The Transaction class provides methods for vector operations.

with collection.transaction() as txn:
    txn.upsert_vector(vector)  # Single vector
    txn.batch_upsert_vectors(vectors, max_workers=8, max_retries=3)  # Multiple vectors, with parallelism and retries

Methods:

upsert_vector(vector: Dict[str, Any]) -> None
batch_upsert_vectors(vectors: List[Dict[str, Any]], max_workers: Optional[int] = None, max_retries: int = 3) -> None
- vectors: List of vector dictionaries to upsert
- max_workers: Number of threads to use for parallel upserts (default: all available CPU threads)
- max_retries: Number of times to retry a failed batch (default: 3)
commit() -> None
abort() -> None

Search

The Search class provides methods for vector similarity search.

results = collection.search.dense(
    query_vector=vector,
    top_k=5,
    return_raw_text=True
)

Methods:

dense(query_vector: List[float], top_k: int = 5, return_raw_text: bool = False) -> dict

Returns:

{
  "results": [
    {
      "id": str,
      "document_id": str,
      "score": float,
      "text": str | None
    },
    ...
  ]
}

sparse(query_terms: List[dict], top_k: int = 5, early_terminate_threshold: float = 0.0, return_raw_text: bool = False) -> dict
- Same structure as above.
text(query_text: str, top_k: int = 5, return_raw_text: bool = False) -> dict
- Same structure as above.

Vectors

The Vectors class provides methods for vector operations.

vector = collection.vectors.get("vec_1")
exists = collection.vectors.exists("vec_1")

Methods:

get(vector_id: str) -> Vector

Returns a Vector dataclass object with attributes:

vector.id: str
vector.document_id: Optional[str]
vector.dense_values: Optional[List[float]]
vector.sparse_indices: Optional[List[int]]
vector.sparse_values: Optional[List[float]]
vector.text: Optional[str]

get_by_document_id(document_id: str) -> List[Vector]
- Returns a list of Vector objects as above.
exists(vector_id: str) -> bool
- Returns True if the vector exists, else False.

Versions

The Versions class provides methods for version management.

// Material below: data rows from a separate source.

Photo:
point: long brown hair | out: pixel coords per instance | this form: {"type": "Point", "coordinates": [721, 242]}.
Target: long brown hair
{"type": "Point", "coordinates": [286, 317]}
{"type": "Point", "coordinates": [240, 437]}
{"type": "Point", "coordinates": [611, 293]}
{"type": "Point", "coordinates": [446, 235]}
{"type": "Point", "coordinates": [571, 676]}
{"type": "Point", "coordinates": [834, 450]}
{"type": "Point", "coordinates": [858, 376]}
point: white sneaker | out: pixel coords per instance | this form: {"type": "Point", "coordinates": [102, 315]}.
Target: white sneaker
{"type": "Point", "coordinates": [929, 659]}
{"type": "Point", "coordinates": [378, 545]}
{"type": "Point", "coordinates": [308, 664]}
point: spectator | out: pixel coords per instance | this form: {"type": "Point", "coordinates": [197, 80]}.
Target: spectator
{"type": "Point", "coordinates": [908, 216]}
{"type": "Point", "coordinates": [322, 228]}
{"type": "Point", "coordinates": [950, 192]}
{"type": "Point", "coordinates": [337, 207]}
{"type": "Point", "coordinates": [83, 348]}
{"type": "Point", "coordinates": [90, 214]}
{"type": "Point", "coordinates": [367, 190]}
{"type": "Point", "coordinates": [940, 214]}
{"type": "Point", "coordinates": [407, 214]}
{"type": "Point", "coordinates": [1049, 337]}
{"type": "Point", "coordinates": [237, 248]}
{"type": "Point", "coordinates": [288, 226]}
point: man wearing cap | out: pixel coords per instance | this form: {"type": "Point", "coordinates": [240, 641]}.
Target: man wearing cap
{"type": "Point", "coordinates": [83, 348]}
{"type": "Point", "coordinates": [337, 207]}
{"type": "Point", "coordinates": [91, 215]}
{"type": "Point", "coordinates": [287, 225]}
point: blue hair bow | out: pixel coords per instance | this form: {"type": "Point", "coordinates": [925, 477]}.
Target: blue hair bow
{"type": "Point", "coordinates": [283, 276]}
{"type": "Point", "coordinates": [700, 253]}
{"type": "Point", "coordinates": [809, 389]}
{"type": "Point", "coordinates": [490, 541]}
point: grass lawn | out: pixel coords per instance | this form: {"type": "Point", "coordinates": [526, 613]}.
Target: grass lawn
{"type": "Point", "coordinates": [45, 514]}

current_version = collection.versions.get_current()
all_versions = collection.versions.list()

Methods:

list() -> dict

Returns:

{
  "versions": [
    {
      "hash": str,
      "version_number": int,
      "timestamp": int,
      "vector_count": int
    },
    ...
  ],
  "current_hash": str
}

get_current() -> Version

Returns a Version dataclass object with attributes:

version.hash: str
version.version_number: int
version.timestamp: int
version.vector_count: int
version.created_at: datetime  # property for creation time

get(version_hash: str) -> Version
- Same as above.

Embedding Utility

embed_texts(texts: List[str], model_name: str = "BAAI/bge-small-en-v1.5") -> List[List[float]]
- Generates embeddings for a list of texts using cosdata-fastembed. Returns a list of embedding vectors (as plain Python lists). Raises ImportError if cosdata-fastembed is not installed.
Example:
```
from cosdata.embedding import embed_texts
embeddings = embed_texts(["hello world"], model_name="thenlper/gte-base")
```

Best Practices

Connection Management
- Reuse the client instance across your application
- The client automatically handles authentication and token management
Vector Operations
- Use transactions for batch operations
- The context manager (with statement) automatically handles commit/abort
- Maximum batch size is 200 vectors per transaction
Error Handling
- All operations raise exceptions on failure
- Use try/except blocks for error handling
- Transactions automatically abort on exceptions when using the context manager
Performance
- Adjust index parameters based on your use case
- Use appropriate vector dimensions
- Consider batch sizes for large operations
Version Management
- Create versions before major changes
- Use versions to track collection evolution
- Clean up old versions when no longer needed

License

This project is licensed under the MIT License - see the LICENSE file for details.